People supporting these cuts and the subsequent slamming of those further down the payroll will often claim that that they work harder, are maybe more intelligent, and have generally striven harder to better themselves and their families than those currently supported by the state on low incomes. And all I say to them is: lucky you. Just as my current, relatively cushy existence is largely down to numerous factors outside my control, your success has very little to do with you. Whether it was your parents paying for your Saturday classes or that private education, that guy you met who knew someone that got you an internship, the interviewer who said you reminded her of her son and gave you a knowing smile as you strutted out of the office - success is arguably just a combination of lucky breaks and parental influence (see current Parliament for examples).
I've worked with people on minimum wage, predominantly eastern Europeans who were some of the hardest grafters I have ever come across, being paid pittance for jobs that most British people (myself included) couldn't hack for any great length of time. They had dreams, drive and some even had degrees. They were physiologically no different from someone earning £60,000, but were constrained by the country of their birth and other social constructs.

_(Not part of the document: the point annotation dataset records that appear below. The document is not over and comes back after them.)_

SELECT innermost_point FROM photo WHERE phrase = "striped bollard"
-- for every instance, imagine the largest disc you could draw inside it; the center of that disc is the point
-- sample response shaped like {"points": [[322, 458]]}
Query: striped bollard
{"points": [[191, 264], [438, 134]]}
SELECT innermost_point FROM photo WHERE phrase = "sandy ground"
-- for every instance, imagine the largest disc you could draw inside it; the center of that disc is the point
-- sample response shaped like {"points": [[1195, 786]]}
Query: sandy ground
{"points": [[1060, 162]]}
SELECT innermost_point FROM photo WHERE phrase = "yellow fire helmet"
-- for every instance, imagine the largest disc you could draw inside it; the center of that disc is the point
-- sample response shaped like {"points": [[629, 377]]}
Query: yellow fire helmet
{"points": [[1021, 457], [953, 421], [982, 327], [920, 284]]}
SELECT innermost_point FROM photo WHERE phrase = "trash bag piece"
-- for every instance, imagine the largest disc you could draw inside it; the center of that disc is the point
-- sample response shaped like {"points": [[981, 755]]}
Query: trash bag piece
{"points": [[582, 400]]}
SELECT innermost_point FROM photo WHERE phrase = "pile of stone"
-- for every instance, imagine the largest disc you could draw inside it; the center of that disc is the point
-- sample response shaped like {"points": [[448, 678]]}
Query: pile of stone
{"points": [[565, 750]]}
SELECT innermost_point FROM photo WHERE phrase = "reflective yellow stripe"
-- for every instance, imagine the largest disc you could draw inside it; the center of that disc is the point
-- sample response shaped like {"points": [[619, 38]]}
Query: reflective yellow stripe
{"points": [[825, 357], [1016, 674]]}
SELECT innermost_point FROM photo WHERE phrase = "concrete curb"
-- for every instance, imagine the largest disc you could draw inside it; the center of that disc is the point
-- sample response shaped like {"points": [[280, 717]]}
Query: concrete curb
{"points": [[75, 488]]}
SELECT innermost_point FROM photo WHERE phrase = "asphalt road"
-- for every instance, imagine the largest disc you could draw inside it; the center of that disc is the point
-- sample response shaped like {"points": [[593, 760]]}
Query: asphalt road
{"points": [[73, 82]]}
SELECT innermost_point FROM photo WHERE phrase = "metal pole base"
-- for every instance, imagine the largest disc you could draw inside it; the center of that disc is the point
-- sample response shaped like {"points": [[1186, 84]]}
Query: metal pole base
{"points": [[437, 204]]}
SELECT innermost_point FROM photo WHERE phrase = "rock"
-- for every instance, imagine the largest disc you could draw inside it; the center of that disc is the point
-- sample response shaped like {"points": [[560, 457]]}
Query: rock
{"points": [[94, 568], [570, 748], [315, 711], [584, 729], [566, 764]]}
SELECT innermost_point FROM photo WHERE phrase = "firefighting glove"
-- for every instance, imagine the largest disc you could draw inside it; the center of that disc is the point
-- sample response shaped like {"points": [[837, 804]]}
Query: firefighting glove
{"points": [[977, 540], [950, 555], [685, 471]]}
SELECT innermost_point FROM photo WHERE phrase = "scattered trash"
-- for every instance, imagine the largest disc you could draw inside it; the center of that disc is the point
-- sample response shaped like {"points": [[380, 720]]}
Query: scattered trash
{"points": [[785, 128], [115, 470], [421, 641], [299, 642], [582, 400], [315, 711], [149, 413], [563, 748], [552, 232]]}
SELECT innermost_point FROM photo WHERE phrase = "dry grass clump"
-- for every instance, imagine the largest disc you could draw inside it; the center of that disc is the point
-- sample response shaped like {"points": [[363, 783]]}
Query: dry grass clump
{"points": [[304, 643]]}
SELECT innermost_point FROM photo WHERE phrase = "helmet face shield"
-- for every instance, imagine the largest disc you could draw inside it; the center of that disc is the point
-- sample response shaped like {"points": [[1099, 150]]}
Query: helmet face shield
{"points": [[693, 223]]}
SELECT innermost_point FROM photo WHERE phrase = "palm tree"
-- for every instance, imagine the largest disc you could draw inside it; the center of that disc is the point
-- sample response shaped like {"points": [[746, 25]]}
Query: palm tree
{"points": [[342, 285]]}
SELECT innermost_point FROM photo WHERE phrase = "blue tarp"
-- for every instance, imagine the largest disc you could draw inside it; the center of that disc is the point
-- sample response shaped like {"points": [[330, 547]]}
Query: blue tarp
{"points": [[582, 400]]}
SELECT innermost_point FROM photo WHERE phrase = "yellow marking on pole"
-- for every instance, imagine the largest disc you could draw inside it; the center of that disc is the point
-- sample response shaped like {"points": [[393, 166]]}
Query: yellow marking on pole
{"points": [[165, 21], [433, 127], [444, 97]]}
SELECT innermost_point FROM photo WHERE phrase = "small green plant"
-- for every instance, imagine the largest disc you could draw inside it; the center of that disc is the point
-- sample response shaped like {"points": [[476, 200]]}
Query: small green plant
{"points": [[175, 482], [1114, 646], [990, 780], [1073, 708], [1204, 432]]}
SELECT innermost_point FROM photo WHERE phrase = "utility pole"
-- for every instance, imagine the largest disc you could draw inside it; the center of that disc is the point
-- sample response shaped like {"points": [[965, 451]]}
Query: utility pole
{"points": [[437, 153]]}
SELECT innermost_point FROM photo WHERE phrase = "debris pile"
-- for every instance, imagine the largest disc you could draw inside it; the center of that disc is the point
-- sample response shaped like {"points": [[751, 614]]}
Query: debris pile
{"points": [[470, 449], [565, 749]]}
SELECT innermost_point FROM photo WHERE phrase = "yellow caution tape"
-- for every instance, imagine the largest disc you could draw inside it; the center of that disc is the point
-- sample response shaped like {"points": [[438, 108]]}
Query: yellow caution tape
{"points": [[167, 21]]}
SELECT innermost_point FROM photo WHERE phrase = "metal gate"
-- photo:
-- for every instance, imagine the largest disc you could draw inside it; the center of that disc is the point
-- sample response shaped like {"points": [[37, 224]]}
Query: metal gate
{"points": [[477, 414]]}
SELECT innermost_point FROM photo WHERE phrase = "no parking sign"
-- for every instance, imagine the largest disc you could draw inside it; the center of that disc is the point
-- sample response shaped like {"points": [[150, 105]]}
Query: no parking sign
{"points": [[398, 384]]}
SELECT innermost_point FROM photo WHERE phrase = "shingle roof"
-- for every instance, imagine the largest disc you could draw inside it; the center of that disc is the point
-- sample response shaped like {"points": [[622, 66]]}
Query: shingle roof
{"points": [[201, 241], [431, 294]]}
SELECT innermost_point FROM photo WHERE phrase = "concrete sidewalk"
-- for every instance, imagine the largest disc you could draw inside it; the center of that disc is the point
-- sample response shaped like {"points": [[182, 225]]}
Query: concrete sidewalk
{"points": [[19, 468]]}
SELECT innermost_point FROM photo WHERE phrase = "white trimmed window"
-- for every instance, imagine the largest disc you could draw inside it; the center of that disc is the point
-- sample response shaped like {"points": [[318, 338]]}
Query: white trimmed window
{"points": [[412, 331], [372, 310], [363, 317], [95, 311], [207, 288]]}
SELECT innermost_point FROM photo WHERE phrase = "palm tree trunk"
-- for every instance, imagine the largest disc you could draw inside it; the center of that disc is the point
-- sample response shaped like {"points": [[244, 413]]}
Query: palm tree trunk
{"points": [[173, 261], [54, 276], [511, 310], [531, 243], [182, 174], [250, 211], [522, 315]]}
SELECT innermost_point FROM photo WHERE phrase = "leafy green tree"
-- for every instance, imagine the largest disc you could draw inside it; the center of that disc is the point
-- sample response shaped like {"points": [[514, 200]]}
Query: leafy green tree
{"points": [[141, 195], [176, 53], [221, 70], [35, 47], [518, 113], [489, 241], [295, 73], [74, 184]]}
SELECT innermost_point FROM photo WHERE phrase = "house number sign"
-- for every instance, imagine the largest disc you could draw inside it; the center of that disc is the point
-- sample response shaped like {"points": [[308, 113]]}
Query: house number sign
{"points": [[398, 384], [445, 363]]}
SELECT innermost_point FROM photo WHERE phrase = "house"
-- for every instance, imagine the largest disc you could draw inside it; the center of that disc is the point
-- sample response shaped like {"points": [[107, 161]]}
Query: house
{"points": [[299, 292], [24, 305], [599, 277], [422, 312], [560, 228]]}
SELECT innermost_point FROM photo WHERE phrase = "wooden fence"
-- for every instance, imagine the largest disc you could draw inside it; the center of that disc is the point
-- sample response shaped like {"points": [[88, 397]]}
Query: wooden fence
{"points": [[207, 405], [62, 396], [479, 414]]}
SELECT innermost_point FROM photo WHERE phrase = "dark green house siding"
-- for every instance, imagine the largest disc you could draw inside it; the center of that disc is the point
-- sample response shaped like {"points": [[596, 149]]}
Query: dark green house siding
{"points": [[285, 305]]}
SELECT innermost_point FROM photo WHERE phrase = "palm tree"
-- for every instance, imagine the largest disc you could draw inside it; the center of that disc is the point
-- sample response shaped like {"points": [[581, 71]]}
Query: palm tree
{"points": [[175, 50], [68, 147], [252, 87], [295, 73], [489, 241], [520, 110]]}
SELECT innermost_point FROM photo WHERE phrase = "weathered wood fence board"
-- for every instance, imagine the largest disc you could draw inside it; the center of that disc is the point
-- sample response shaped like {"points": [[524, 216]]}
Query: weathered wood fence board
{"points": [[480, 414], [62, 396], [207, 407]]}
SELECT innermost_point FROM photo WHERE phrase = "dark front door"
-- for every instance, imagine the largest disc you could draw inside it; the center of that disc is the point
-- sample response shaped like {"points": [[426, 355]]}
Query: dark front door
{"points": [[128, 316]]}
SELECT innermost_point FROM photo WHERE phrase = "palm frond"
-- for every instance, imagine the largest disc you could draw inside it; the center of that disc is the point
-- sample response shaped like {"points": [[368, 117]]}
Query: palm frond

Nonetheless, this is the world we live in, and people do develop talents as they go through life, while certain things some find easier than others due to their upbringing and choices. So while I'm not calling for a universal wage average or something of that nature, don't begrudge those on lower incomes getting a bit of a helping hand - because it could just have easily been you. As Prince Charles has shown, people aren't born better - despite what we're told.